The new organization ought to boost an already stable, successful company, said Michael J. Barrett, senior analyst at Forrester Research. SAS analytics software is already considered the de-facto standard among big pharmaceuticals companies, so it’s wise for the company to emphasize that side of the business.

“I think SAS is wise to make the pharma focus more explicit because they need to capitalize on their number-one positioning. On the other hand, I must say, it does not seem to be in any danger,” he said. “This presumably is a matter of a successful company remaining paranoid in the best Andy Grove sense.
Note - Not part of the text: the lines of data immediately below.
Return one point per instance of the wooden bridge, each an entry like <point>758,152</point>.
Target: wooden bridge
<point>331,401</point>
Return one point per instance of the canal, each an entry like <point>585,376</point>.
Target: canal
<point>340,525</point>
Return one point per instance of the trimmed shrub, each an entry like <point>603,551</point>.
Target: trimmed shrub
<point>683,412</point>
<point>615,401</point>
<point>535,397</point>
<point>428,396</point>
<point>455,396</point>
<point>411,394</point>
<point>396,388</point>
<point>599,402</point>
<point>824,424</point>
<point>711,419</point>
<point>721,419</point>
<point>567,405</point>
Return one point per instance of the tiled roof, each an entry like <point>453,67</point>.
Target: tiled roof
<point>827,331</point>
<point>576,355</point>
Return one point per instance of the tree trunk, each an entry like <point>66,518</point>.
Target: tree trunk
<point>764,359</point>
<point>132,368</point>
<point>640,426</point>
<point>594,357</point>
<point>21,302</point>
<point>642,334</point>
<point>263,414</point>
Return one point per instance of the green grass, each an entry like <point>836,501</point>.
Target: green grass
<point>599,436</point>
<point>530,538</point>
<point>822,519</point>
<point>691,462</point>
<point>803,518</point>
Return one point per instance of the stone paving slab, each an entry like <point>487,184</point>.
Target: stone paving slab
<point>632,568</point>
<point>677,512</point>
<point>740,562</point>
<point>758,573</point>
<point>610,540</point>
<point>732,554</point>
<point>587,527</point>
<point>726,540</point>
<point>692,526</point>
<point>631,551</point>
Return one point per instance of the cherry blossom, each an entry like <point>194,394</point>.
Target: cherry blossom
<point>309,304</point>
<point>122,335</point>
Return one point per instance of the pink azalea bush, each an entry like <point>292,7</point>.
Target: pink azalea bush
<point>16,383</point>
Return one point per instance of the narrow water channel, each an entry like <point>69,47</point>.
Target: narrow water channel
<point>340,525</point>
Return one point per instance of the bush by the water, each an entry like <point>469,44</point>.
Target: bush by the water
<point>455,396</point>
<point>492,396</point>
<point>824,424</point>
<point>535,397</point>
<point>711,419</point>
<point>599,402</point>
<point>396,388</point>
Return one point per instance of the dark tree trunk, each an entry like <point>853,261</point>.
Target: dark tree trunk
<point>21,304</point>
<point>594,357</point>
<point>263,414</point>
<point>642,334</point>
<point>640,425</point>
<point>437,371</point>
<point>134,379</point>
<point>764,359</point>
Only the paranoid survive and you need to stay paranoid when you’re number one or someday you’ll be number two.”

Like other vendors, SAS faces a “serious challenge in support and service” with pharmaceuticals companies because that market “is losing lots of money and lots of sleep around integration of products.” However, again, “SAS appears to recognize this.”

It may also recognize that the life sciences industry, including the Food and Drug Administration (FDA), is moving toward “end-to-end electronics around product development, whether it’s drugs or devices. You need to have a SAS transport file that not only permits the trial sponsor to do internal analytics, but permits the easy transfer of all the data to the regulatory agency and even the states or in Europe. Now here SAS faces some additional challenges, which reorganization by itself can’t solve,” Barrett said.

“The FDA is moving slowly but surely toward the use of XML tags for data,” he said to cite a particular challenge. “This is going to affect the way SAS-created data is transferred.”

The SAS Life Sciences Organization might indicate that SAS anticipates those challenges. “If true creative paranoia is to reign, SAS has to use this new bastion, this new encampment, to solve the next set of problems coming down the pike,” he said. “They ought to be up to it. As long as they listen to their customers.”